After the toddler’s case came to light through an SBS investigative reporting show earlier this month, a number of civic groups and members of the general public have called for better protection of adoptees and stronger penalties against child abuse offenders.
President Moon Jae-in urged for better execution of measures in place to prevent child abuse, criticizing authorities for their failure to prevent the death of Jeong-in and other child abuse victims.
“Despite having made police reports three times, (the authorities) failed to separate (the child from the adoptive parents) in the beginning, and the preliminary investigation was done poorly,” Moon was quoted as saying in a meeting with Prime Minister Chung Sye-kyun.
Chung vowed to revise legislations to impose harsher penalties on child abuse offenders and empower related government agencies, as well as move to assign clearer responsibilities for them.
Officials were not the only ones who were infuriated by Jeong-in’s death.
The case triggered an outpouring of grief nationwide, with hundreds of people placing flowers, letter and gifts by Jeong-in’s tomb in Yangpyeong, Gyeonggi Province.
More than 230,000 people also signed a public petition to the Blue House asking for stronger penalization on her adoptive parents to set an example of how the country should respond to child abuse cases.
An online campaign expressing remorse for Jeong-in’s death has also swept the country, with people sharing hashtags like #SorryJeongin on social media.
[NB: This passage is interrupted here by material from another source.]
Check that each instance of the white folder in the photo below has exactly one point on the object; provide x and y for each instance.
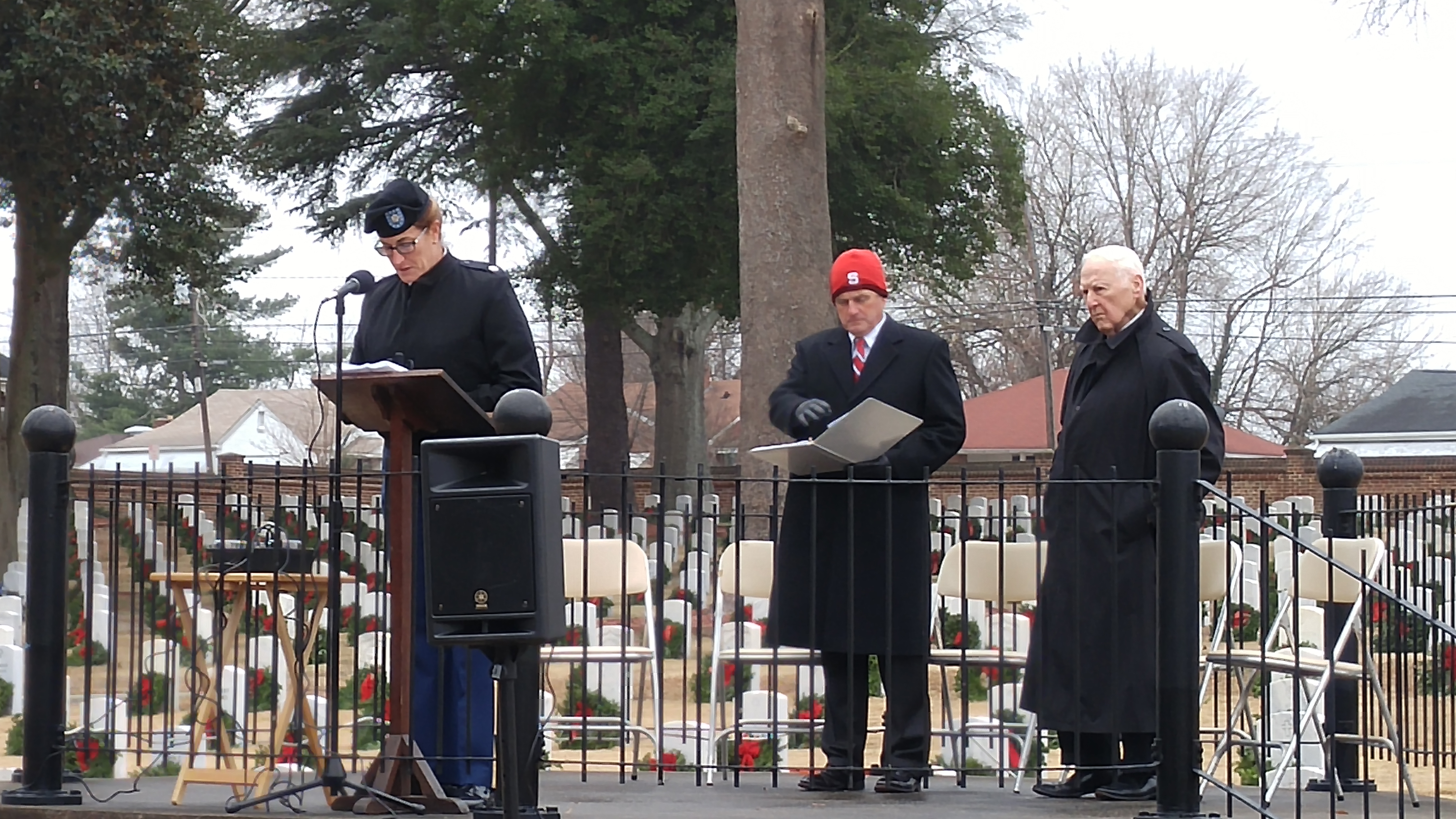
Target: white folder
(864, 433)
A number of celebrities including BTS member Jimin joined the movement, bringing greater attention to the problem.
Due to the heightened attention on the case, more than 813 people had put their names in a lottery to bid for the 51 seats on the first day of trial on Wednesday.
Jeong-in’s adoptive mother now faces murder and child abuse charges.
The Seoul Southern District Court, where the trial was held, was filled with activists and protesters calling for even a death penalty for Jeong-in’s adoptive parents. The court was also filled with flowers and wreaths commemorating Jeong-in’s death.
Members of the public also showed attention to another possible child abuse case that was brought to light on Friday.
A 4-year-old child in pajamas was found shivering in the cold, crying in front of a convenience store in Gangbuk District, northern Seoul at around 5:40 p.m. on Friday. The police have launched an investigation into the child’s mother for possible child abuse.
Civic groups have been staging protests and rallies across the country since the Jeong-in case came under the spotlight earlier this month, calling for a special inspection on the police and the adoption agency involved in the fatal child abuse case.
At a press conference Thursday held by the Blue House, children’s rights activists demanded authorities probe Holt Children’s Services, the largest adoption agency in Korea, on whether it had made mistakes and failed to prevent the toddler’s death.
The press event was attended by a number of parent associations and children’s rights activist groups and adoptive parent groups.
“The government should find out whether Holt had detected signs of abuse even before it was informed,” they said, adding that the agencies’ response to each of the three abuse reports also needed to be looked into.
The adoption agency apologized to the public but said an inspection from the Ministry of Health and Welfare found no irregularities in regards to the case.
A number of people also made donations to children’s rights activists groups like the Korea Child Abuse Prevention Association and asked for more support on children’s rights.